When it comes to trucks entering the roadway, there are all sizes and types of commercial trucks. Some hauling freight, some hauling livestock, others hauling equipment or goods. Whatever the need, most things are hauled on trucks at some point in their supply chain. Some companies do hauling in-house, while others outsource to 3rd party businesses that will do the shipping and receiving for them.

This is where logo liability comes into play. Logo liability pertains to 3rd party shipping companies (such as FedEx or UPS) who use independent contractors to deliver the goods. Because they are independent contractors, they are not considered employees and, thus, are not protected or vouched for by the company itself in terms of liability. Logo liability is a way to pin liability back on the employer in cases of personal injury caused by their independent contractor.

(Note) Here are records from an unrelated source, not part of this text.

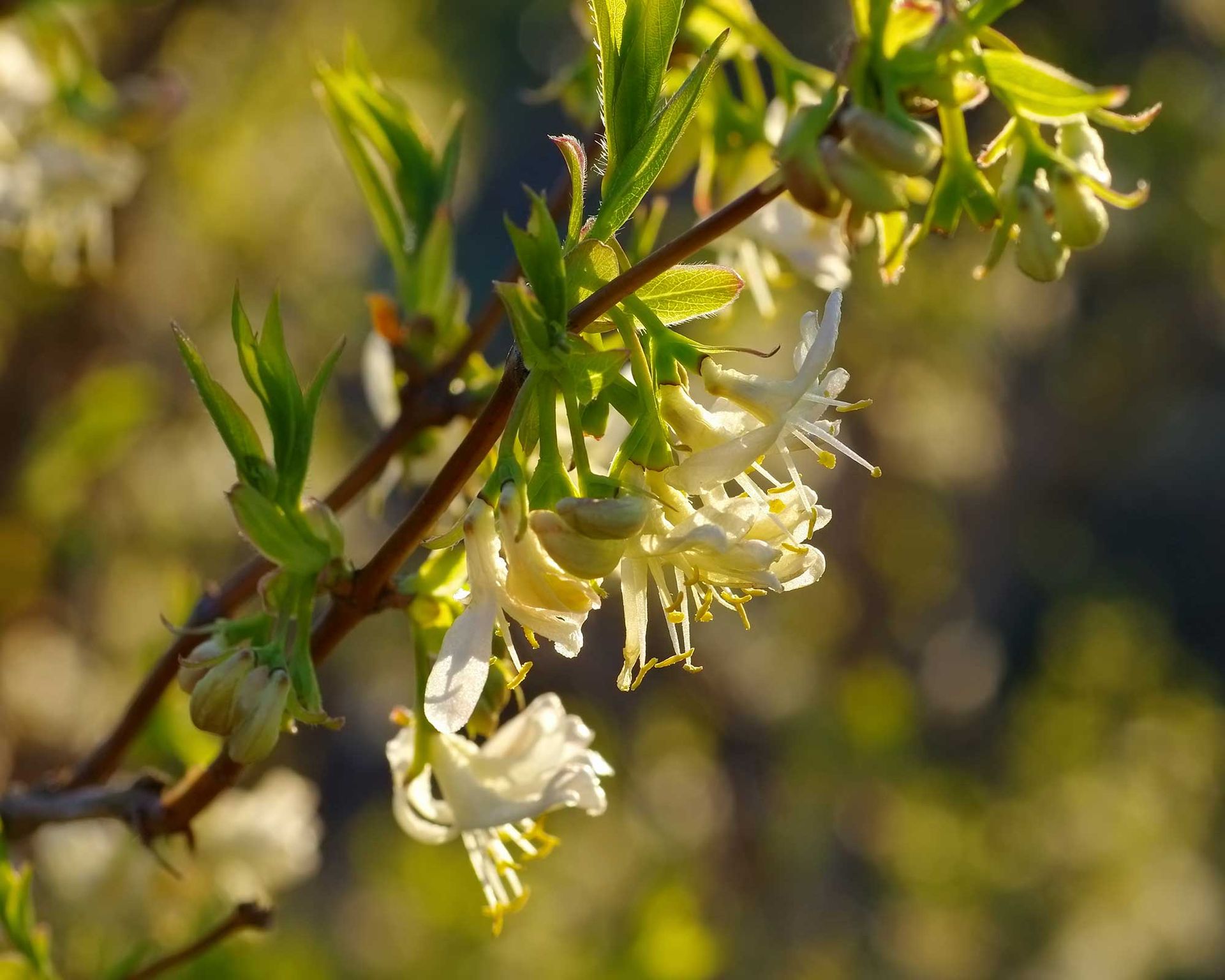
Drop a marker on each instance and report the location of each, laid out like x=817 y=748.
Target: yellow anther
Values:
x=675 y=658
x=856 y=406
x=519 y=678
x=739 y=602
x=646 y=669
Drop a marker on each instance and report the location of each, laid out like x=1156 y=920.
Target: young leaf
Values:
x=539 y=253
x=274 y=535
x=1043 y=92
x=689 y=292
x=648 y=33
x=635 y=174
x=232 y=423
x=576 y=162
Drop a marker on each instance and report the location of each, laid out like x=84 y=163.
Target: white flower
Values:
x=724 y=553
x=494 y=796
x=773 y=414
x=527 y=587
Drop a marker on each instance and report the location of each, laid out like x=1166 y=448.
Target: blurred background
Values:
x=990 y=743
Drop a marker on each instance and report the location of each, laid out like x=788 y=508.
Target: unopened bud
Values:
x=1080 y=217
x=804 y=174
x=325 y=526
x=612 y=517
x=212 y=701
x=198 y=663
x=575 y=551
x=259 y=713
x=494 y=699
x=910 y=147
x=865 y=184
x=1082 y=144
x=1041 y=255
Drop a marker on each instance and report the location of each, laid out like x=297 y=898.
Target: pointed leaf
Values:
x=576 y=162
x=1043 y=92
x=637 y=172
x=689 y=292
x=232 y=423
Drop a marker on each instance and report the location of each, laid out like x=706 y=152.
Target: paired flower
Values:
x=527 y=586
x=494 y=796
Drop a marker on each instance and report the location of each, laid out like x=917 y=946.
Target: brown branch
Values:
x=419 y=412
x=183 y=803
x=248 y=916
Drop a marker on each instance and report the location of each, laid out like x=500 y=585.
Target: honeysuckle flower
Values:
x=724 y=553
x=527 y=587
x=494 y=796
x=775 y=414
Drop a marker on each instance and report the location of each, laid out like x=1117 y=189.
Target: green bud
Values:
x=909 y=147
x=259 y=715
x=868 y=186
x=579 y=554
x=1082 y=144
x=326 y=527
x=804 y=174
x=271 y=531
x=1041 y=255
x=494 y=699
x=1081 y=218
x=198 y=663
x=212 y=701
x=615 y=517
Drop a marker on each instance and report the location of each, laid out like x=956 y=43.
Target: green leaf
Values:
x=590 y=370
x=609 y=20
x=689 y=292
x=648 y=33
x=1043 y=92
x=275 y=535
x=232 y=423
x=635 y=174
x=576 y=162
x=539 y=253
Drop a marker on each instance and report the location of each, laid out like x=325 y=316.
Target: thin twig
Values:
x=248 y=916
x=419 y=412
x=184 y=801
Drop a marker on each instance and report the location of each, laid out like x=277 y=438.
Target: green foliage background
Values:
x=990 y=741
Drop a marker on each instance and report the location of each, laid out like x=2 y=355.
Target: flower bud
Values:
x=1080 y=217
x=212 y=701
x=1082 y=144
x=804 y=174
x=325 y=526
x=866 y=185
x=612 y=517
x=494 y=699
x=909 y=147
x=579 y=554
x=198 y=663
x=1041 y=255
x=259 y=713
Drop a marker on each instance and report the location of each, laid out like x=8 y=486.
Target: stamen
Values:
x=519 y=678
x=836 y=443
x=642 y=673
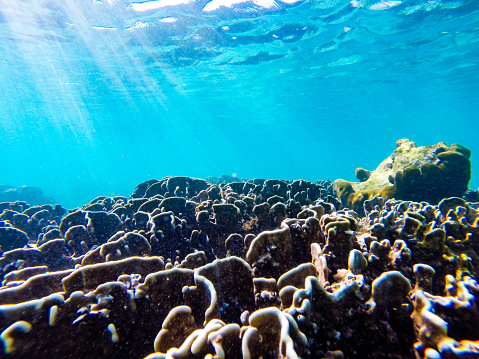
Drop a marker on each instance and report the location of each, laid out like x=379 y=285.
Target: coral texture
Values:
x=425 y=173
x=186 y=268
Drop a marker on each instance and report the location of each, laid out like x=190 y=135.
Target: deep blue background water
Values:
x=98 y=96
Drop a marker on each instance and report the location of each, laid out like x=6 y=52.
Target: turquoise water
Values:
x=98 y=96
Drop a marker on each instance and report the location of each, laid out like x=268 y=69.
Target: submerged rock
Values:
x=223 y=271
x=426 y=173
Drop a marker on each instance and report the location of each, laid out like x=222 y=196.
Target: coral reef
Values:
x=412 y=173
x=187 y=268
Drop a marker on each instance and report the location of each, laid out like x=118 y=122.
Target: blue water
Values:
x=98 y=96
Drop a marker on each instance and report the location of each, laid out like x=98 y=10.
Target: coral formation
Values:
x=187 y=268
x=412 y=173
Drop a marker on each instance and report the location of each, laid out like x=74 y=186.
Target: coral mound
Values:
x=258 y=269
x=426 y=173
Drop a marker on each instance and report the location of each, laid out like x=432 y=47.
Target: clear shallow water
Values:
x=98 y=96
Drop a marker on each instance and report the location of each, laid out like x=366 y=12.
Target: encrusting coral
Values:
x=425 y=173
x=258 y=269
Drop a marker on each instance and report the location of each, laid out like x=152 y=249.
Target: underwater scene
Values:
x=255 y=179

You’ve seen shipping trucks with the logo on the side of the truck or van. This is how liability can be tied back to the company. The location of the accident can have a huge impact on the ways that a company can be held accountable for an independent contractor’s actions in causing a truck accident. Case law pertaining to the jurisdiction can help to set the precedent that could be used to seek damages.

In short, a company hiring an independent contractor is not entirely off the hook for actions committed by the contractor. There can be ways to tie the contractor back to the larger company. This would then offer a higher breadth of potential damages. This is good news for those who have been impacted by truck accidents.